"Every berth's hoccupied, sir."

"What sort of people are they, do you know? Any swells amongst them?"

"That, depends how they're viewed," he answered, with a cautious look round and a slow smile; "if by themselves, they're all swells; if by others—why!"

"I thought perhaps that you might have had something in the Colonial bishopric way."

"No, sir, there's nothen in that way aboard. Plenty as needs it I dessay. The language of some of them steerage chaps is something to turn the black hairs of a monkey white. Talk of the vulgarity of sailors!"

The glances of this steward were dry and shrewd, and his smile slow and knowing; I chose therefore to ask him no more questions. But then, substantially, he had told me what I wanted to gather, and secretly I felt as much mortified and disappointed as though for days past I had been thinking of nothing else than finding a parson on board ship at sea and being married to Grace by him.

A little later on Mrs. Barstow came into the saloon and asked Grace to accompany her on deck. My sweetheart put on her hat and jacket, and the three of us went on to the poop. My first look was for a ship, and I spied off the starboard bow a square of orange-coloured canvas; but the vessel was going our way and was, therefore, of no use to us. The ocean swept in a blank circle to that solitary point of sun-coloured sail; but it was fine weather at last; whilst we were seated at lunch the breeze had freshened and the sky cleared; the swell left by the gale had sensibly flattened within the past hour, and the sea was trembling and filled with the life of crisp green wrinkles running over the light folds which flowed pleasantly out of the north; the mistiness was gone from the sunshine; the light was brilliant and warm and coloured the atmosphere with a delicate tinge of yellow, though the luminary was yet high in the heavens.
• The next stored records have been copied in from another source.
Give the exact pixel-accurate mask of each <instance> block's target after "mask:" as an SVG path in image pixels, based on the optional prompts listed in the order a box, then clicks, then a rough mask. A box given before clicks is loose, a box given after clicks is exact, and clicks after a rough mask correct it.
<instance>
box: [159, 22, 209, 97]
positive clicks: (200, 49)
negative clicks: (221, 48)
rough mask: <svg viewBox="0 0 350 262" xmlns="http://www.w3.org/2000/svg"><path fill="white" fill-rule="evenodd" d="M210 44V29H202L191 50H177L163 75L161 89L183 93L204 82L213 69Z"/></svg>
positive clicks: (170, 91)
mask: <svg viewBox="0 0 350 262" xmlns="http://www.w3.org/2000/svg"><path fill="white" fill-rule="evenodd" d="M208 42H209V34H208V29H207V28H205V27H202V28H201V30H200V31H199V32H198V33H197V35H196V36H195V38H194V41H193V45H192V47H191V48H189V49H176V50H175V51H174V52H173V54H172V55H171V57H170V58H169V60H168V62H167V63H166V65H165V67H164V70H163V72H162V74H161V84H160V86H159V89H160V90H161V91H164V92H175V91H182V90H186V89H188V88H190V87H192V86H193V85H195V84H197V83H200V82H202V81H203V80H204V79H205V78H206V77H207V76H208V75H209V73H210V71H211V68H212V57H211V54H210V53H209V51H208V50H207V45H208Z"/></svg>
The clouds hung in rolls of cream-like vapour, making the noblest and most stately prospect of the sky that could be imagined as they moved slowly over our mastheads in the direction in which we steered.

I had never been aboard a full-rigged ship before—that is to say, at sea, and under canvas—and on quitting the companion-way I stood for some moments heedless of all things in my admiration of the beautiful, in truth, I may say the royal, picture I witnessed. From deck to truck rose three spires of canvas, sail upon sail of a milky softness swelling one above another. The planks of the poop deck were as white as holystoning could make them, with a glitter as of dried salt everywhere, and the shadows of the people and of the rigging, swaying with the heave of the fabric, lay like sketches wrought in pale violet ink. There was a frequent flash of glass; there were star-like glories in polished brass; and there was an odd farmyard smell of hay in the air, with the bleating of sheep forward and a noise of cocks and hens.

"A voyage in such a ship as this, Mrs. Barstow," said I, "should make the most delightful trip of a person's life."

"It is better than yachting," said Grace softly.